I would be a hypocrite if I failed to write about this and say the obvious. As I’ve noted before, getting rid of the cheaters is critical to a healthy civil justice system. That’s true regardless of which side the cheater operates from. Melvin Weiss did a grave disservice to consumers and investors. I have my doubts that 30 months + $10 million is sufficient, if you think about the harm inflicted. Even so, it’s done.
I imagine that there will be quite the feeeding frenzy on the corruption at the Milberg Weiss firm in the blogosphere, at the Chamber of Commerce, from the tort reform advocates, and over at FOX news. But let’s remember that the corruption that nurtured Milberg Weiss operated heavily on the investment firms, as well. If that’s not readily apparent, here’s a quick list for the consideration: Bear Stearns, mortgage lending, Enron.
All of that is beside the point. As one who handles class actions, I’m strongly in favor of getting rid of the corrupt. Good news in the end.
David Sugerman
Good Summary of Looming Battle on Mandatory Arbitration
Thursday, April 3rd, 2008As Congress considers changing rules on mandatory arbitration clauses, here’s an account of how Chamber of Commerce is gearing up to protect business interests. The point that is missing from all this is in the fine print.
Those of us who oppose mandatory arbitration generally do so because of the provisions that you don’t see because they are obscured, much like the dangerous part of the iceberg that lies below the water line.
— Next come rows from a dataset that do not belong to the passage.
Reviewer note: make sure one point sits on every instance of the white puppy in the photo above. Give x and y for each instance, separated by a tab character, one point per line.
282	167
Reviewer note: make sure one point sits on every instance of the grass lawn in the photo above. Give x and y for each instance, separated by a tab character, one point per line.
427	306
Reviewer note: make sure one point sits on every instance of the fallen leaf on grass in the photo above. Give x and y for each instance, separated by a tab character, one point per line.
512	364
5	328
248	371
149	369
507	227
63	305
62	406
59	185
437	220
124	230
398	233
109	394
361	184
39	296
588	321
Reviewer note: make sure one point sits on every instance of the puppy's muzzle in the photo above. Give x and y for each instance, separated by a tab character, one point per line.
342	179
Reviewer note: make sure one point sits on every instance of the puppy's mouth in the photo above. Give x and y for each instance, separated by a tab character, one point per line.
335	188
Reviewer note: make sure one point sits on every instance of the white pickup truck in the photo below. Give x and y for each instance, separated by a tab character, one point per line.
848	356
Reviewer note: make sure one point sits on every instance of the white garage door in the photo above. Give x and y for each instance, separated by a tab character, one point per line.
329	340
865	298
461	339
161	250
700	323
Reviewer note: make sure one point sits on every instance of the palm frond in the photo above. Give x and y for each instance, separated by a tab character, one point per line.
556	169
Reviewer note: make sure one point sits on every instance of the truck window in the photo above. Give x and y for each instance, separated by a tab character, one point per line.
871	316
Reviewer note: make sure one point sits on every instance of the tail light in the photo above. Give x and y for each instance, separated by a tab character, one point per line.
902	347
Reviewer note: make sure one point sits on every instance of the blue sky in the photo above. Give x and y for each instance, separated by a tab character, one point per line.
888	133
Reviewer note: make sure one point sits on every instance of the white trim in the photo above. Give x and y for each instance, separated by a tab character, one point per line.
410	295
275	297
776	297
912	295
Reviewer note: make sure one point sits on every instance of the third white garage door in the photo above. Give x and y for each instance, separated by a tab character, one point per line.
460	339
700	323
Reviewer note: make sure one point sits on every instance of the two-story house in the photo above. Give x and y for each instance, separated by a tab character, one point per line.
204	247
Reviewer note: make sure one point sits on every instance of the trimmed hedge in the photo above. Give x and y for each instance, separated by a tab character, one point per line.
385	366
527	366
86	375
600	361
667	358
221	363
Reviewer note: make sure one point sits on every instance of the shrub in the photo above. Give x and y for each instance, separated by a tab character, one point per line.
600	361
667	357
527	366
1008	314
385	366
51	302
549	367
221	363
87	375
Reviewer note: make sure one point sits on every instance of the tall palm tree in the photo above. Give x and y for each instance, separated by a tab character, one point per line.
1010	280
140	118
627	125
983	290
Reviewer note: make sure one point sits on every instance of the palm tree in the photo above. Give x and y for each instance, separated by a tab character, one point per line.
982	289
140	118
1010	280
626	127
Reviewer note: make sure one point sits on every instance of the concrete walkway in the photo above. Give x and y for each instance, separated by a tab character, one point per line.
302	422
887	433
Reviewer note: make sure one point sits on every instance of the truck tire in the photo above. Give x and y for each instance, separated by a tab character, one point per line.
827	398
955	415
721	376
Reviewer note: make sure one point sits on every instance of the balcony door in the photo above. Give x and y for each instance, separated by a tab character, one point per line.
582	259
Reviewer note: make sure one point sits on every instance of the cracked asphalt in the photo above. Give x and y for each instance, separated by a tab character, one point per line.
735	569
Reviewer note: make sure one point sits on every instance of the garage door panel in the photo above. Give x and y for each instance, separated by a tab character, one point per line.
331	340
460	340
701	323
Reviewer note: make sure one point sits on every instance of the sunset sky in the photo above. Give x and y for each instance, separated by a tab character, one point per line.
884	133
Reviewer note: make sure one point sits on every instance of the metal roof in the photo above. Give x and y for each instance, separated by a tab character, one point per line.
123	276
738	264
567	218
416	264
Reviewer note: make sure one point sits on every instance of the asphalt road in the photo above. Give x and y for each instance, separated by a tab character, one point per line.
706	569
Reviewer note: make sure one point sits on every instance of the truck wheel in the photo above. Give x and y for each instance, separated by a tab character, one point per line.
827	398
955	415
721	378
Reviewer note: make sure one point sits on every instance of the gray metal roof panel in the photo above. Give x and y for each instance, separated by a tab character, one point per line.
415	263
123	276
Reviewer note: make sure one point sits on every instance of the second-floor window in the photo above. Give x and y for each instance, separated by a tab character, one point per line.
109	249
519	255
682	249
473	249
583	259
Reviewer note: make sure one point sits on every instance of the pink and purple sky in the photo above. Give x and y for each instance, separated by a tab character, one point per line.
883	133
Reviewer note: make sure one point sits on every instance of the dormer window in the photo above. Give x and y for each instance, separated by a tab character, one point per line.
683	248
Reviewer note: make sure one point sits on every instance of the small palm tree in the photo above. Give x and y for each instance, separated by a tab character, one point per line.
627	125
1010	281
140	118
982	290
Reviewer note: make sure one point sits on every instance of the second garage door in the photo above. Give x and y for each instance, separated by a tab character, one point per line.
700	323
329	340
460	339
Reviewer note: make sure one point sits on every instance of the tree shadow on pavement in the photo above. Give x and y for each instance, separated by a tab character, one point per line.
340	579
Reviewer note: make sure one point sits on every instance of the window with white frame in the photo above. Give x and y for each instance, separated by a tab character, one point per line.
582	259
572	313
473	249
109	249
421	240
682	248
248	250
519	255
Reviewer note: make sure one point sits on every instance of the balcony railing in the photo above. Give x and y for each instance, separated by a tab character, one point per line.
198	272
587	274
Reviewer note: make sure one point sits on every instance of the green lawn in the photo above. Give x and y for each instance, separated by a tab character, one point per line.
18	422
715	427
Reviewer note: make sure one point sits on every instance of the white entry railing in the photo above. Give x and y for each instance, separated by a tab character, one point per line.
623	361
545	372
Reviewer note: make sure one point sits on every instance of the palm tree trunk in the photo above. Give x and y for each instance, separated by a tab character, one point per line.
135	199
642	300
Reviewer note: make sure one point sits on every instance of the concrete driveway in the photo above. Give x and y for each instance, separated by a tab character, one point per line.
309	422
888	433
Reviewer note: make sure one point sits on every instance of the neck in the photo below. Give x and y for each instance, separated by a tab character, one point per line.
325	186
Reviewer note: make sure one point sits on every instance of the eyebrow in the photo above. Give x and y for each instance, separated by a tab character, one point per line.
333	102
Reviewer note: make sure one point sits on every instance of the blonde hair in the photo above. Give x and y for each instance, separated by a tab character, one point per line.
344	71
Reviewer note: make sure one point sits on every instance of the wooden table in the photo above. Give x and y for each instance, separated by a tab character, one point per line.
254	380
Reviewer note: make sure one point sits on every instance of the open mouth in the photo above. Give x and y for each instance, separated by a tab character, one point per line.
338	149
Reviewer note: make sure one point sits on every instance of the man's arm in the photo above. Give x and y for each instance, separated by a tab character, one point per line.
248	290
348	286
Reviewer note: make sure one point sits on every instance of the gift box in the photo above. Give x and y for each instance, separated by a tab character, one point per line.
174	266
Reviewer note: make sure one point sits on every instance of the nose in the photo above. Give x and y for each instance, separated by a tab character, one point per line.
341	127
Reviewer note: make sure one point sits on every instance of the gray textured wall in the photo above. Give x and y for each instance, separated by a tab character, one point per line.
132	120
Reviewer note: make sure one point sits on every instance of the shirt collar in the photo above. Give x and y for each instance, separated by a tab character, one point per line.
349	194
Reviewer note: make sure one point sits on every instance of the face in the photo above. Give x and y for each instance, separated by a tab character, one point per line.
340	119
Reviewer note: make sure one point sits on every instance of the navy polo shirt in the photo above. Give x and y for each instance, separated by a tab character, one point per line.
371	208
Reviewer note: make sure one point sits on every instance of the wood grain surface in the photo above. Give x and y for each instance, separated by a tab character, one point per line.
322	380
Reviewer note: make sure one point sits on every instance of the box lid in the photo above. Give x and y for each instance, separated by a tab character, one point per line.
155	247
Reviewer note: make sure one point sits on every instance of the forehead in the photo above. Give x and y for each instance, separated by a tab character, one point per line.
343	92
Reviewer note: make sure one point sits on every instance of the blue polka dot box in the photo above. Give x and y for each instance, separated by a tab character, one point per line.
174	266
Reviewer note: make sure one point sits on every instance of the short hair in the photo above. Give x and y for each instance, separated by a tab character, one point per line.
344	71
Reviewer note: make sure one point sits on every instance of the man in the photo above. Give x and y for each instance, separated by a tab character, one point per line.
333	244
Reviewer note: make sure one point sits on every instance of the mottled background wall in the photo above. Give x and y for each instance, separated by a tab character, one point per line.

An agreement to arbitrate by itself isn’t so much of a problem, so long as the parties truly agree. But when the agreement to arbitrate includes common features that strip one party of their rights, it isn’t an agreement that we should tolerate.
What sorts of rights get stripped? Well, in consumer cases the right to recover attorney fees if you prevail. Or the ability to pursue a small claim through a class action, which is the only way anyone can do a small claim. Or the right to a truly neutral third party decision-maker. And affordable arbitration, without expenses and fees that make it impossible to pursue a claim.
It’s easy to see a sound compromise. If the Chamber truly wants mandatory arbitration, it will agree that all the nasty iceberg provisions should be outlawed. As an Oregon trial lawyer, I don’t oppose trying cases in arbitration, so long as that’s what a consumer truly agreed to and–this part is important–so long as consumers rights aren’t stripped away.